We do nothit Anthropic or OpenAI from CI — too slow, too flaky, and the cost adds up across PRs. Two strategies depending on what we're testing:

Mock at the network layer with page.route() intercepting the SSE stream. Returns a canned token-by-token response so we can assert streaming UI behavior (placeholder → tokens → done state) without any model calls.
Record-and-replay for a small set of scenarios where the exact shape of the response matters (review strength-tagging). Re-recorded manually when prompts change.

A separate nightly job runs the AI scenarios against real providers and reports drift — that's where prompt regressions surface, decoupled from the PR pipeline.

Flakiness controls

Role-based selectors (getByRole, getByLabel) over CSS — survive refactors, match how users find things.
No page.waitForTimeout ever. Auto-waiting + expect.poll for anything time-dependent.
retries: 2 in CI, 0 locally — locally a flaky test is a bug to fix, in CI a single retry hides infrastructure noise without masking real flakes.
trace: 'on-first-retry' + video: 'retain-on-failure' — every failure uploads a viewable trace + recording to the GitHub Actions run.
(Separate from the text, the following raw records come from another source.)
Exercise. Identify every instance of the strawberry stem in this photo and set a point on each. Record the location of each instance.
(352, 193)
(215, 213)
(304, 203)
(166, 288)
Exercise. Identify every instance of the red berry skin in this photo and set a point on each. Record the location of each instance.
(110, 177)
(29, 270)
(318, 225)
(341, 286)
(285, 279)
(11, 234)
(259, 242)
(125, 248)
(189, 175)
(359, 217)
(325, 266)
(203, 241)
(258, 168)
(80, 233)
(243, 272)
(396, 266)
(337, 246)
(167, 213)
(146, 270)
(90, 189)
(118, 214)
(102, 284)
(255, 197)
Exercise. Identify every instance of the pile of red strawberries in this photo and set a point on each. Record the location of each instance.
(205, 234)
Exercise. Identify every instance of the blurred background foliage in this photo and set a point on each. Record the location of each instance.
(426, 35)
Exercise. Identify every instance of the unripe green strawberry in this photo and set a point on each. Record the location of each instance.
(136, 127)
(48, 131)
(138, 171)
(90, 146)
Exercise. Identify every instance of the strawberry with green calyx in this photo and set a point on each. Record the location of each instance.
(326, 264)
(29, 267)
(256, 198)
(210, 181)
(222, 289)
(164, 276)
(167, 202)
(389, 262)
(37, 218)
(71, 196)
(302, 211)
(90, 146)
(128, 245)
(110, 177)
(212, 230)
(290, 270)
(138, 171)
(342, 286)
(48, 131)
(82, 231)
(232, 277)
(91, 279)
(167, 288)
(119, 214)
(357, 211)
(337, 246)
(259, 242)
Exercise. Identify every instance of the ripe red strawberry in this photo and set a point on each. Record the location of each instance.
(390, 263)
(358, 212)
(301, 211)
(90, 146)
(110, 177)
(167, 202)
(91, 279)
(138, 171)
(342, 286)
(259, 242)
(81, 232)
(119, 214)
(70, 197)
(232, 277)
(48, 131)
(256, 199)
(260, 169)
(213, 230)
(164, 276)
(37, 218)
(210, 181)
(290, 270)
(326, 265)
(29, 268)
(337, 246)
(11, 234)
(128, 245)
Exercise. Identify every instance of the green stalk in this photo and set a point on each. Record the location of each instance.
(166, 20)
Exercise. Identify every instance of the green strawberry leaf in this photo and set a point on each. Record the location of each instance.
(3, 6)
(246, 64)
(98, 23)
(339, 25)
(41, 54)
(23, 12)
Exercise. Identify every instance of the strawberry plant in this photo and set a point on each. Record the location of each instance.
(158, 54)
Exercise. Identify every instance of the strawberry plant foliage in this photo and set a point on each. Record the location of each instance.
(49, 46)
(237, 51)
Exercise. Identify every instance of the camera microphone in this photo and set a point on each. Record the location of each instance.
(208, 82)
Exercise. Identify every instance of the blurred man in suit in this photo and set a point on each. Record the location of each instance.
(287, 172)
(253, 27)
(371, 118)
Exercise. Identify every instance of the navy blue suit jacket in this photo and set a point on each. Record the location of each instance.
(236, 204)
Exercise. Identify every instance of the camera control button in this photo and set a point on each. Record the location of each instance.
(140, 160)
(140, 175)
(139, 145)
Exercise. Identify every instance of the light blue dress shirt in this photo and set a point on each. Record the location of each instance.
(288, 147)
Browsers, viewports, parallelism

Browsers: Chromium (Chrome / Edge) and WebKit (Safari). Firefox skipped — small user share, not worth the extra CI minutes.
Viewports: primary suite at 1280×800; a mobile-tagged subset (signup, calendar check-off, chat) also runs at 390×844.
Parallelism: sharded by test file across 4 workers in CI. Full suite typically finishes in under 4 minutes.

Where they run

On every PR, Playwright runs against that PR's Vercel preview URL — same code, same edge, same Mongo connection as production would see, just pointed at staging data. A small smoke subset (auth.login, calendar.check-off, landing.experiments) re-runs against production immediately after deploy promotion. If the smoke fails, the deploy is rolled back via Vercel's instant-rollback.
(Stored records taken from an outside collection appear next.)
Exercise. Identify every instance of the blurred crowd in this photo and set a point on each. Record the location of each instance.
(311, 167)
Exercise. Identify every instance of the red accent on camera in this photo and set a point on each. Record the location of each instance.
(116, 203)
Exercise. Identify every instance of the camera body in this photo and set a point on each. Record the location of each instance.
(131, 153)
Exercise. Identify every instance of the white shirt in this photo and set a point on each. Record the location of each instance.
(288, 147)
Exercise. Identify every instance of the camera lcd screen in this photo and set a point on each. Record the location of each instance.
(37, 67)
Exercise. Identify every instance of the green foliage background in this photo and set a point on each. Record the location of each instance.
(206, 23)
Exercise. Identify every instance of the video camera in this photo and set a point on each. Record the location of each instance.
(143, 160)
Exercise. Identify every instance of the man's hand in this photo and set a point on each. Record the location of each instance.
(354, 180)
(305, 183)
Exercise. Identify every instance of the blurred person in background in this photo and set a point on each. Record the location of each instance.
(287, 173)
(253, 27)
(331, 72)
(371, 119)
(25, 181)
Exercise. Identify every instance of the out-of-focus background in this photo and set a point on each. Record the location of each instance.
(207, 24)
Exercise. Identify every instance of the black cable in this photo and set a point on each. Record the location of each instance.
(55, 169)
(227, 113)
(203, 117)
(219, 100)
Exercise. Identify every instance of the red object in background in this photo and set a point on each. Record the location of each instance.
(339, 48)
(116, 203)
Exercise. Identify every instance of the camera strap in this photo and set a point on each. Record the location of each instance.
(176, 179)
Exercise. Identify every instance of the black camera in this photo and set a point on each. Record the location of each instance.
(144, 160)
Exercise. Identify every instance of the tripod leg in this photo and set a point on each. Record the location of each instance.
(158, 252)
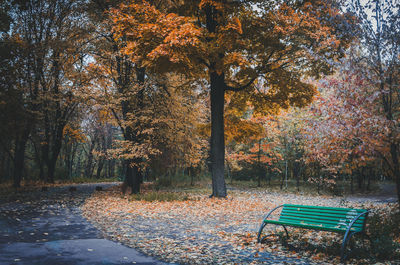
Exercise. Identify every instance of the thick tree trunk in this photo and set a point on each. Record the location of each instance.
(396, 168)
(99, 167)
(19, 158)
(132, 177)
(217, 134)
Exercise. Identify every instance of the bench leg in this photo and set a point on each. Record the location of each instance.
(260, 231)
(346, 239)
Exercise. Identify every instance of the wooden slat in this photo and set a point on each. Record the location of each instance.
(320, 217)
(327, 215)
(336, 219)
(316, 221)
(316, 227)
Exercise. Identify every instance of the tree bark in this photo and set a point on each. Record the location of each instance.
(396, 168)
(19, 159)
(217, 134)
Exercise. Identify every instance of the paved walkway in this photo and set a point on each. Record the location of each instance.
(46, 228)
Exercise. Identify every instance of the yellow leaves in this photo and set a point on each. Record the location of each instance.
(74, 134)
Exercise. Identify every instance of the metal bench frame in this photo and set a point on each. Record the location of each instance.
(348, 234)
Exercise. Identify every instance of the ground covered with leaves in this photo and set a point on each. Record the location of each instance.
(191, 228)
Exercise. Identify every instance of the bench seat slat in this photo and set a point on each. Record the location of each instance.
(323, 212)
(343, 223)
(320, 208)
(332, 228)
(318, 219)
(321, 217)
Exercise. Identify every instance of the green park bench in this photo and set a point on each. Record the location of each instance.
(339, 220)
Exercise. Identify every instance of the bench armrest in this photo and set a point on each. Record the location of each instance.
(354, 220)
(270, 212)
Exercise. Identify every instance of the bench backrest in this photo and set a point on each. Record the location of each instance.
(323, 218)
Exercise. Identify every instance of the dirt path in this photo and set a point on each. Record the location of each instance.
(47, 228)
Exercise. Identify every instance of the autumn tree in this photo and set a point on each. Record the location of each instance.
(344, 132)
(233, 45)
(380, 39)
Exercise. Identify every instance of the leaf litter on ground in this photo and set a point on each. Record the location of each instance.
(203, 230)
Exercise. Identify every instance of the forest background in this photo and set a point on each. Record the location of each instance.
(298, 93)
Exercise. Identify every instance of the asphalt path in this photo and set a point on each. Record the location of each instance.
(46, 228)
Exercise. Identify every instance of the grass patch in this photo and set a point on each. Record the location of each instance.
(160, 196)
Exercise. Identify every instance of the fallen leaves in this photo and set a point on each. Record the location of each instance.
(206, 230)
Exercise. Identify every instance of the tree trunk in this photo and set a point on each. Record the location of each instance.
(19, 158)
(396, 168)
(99, 167)
(217, 134)
(259, 164)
What we don't test (and why)

Pure presentational components. Snapshot tests on JSX are noisy and rarely catch real regressions. Visual diffs do that job better.
Third-party libs.We trust Mongo's driver, Next's router, Anthropic's SDK. Wrapping them in tests is testing their authors, not us.
AI output content. Non-deterministic by design. We test that the call happens, the response shape, and the streaming behavior — not the words Claude picks.
Cross-browser at scale. Playwright runs Chromium and WebKit; we accept the small risk on Firefox-specific bugs given the user base.

Test data + environments

Integration and E2E tests use an ephemeral Mongo per CI run (Docker in GitHub Actions) and deterministic seed data committed to tests/fixtures/. Preview deploys share a long-lived staging Mongo so manual exploratory testing is repeatable. Prod data is never reachable from CI — different connection string, different Vercel environment, different secret.

Delivery (CI/CD)

GitHub → Vercel. Every PR gets a preview deploy at a unique URL — which makes review and stakeholder feedback async and concrete. Main branch deploys to production automatically. Database migrations run via a one-off script before the deploy promotes; secrets are per-environment in the Vercel dashboard, never committed.
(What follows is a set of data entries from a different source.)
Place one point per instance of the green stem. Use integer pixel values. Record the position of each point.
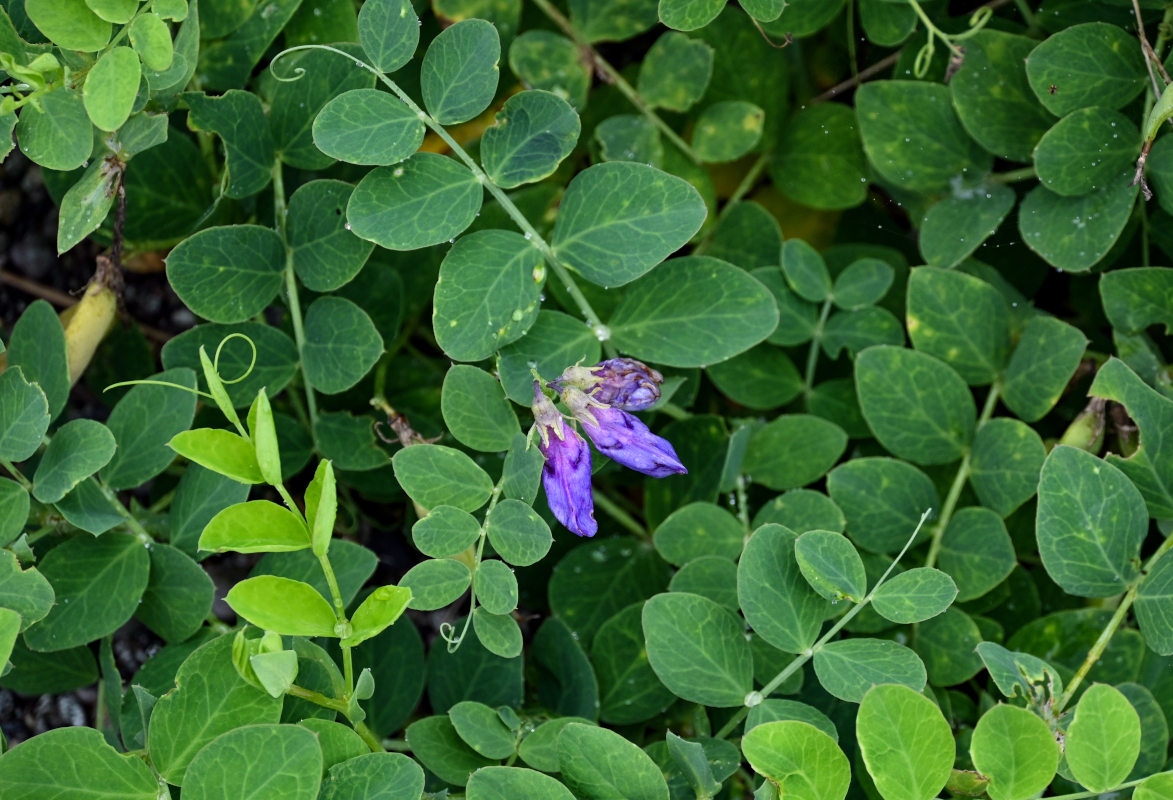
(291, 290)
(612, 76)
(813, 353)
(618, 514)
(950, 504)
(754, 698)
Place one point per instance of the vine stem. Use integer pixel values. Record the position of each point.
(1109, 631)
(958, 483)
(291, 291)
(584, 307)
(612, 76)
(754, 698)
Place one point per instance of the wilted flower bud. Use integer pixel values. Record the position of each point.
(565, 475)
(622, 436)
(623, 382)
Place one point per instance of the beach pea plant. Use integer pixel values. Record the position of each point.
(643, 399)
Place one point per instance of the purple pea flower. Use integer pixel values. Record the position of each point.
(565, 474)
(623, 382)
(623, 438)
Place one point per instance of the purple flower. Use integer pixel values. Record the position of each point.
(565, 474)
(623, 382)
(623, 438)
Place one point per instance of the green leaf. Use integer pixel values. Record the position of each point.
(446, 531)
(992, 97)
(24, 415)
(698, 529)
(507, 782)
(976, 551)
(69, 24)
(151, 40)
(74, 761)
(459, 73)
(499, 632)
(1073, 234)
(380, 609)
(178, 595)
(97, 583)
(832, 565)
(435, 475)
(915, 595)
(229, 273)
(906, 743)
(78, 451)
(487, 295)
(256, 760)
(87, 203)
(374, 777)
(110, 87)
(802, 761)
(1137, 298)
(25, 591)
(1090, 524)
(1148, 468)
(1046, 357)
(915, 405)
(238, 119)
(1103, 739)
(727, 130)
(341, 344)
(390, 33)
(1094, 63)
(420, 202)
(258, 526)
(529, 137)
(698, 649)
(675, 72)
(619, 219)
(957, 225)
(691, 312)
(913, 137)
(961, 319)
(772, 458)
(38, 347)
(819, 160)
(219, 451)
(544, 60)
(435, 583)
(596, 764)
(367, 127)
(848, 668)
(290, 608)
(689, 14)
(597, 580)
(1016, 751)
(495, 587)
(1062, 156)
(1004, 463)
(59, 135)
(778, 603)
Preview environments share staging data, not prod — so destructive experiments are safe.
Type checking + lint run on every PR; the build fails if either does.
Feature flags (planned) for risky rollouts — let us merge incomplete code behind a flag rather than long-lived branches.

Tradeoffs worth naming

Two CDNs (Cloudflare + Vercel). Adds a hop and a second cache to invalidate. Worth it for WAF, Workers, and controlled cache rules; not worth it if those are unused.
Serverless functions.No cold-start tuning, but connection pooling to Mongo/Postgres needs care — we use the provider's pooled connection string and reuse clients across invocations.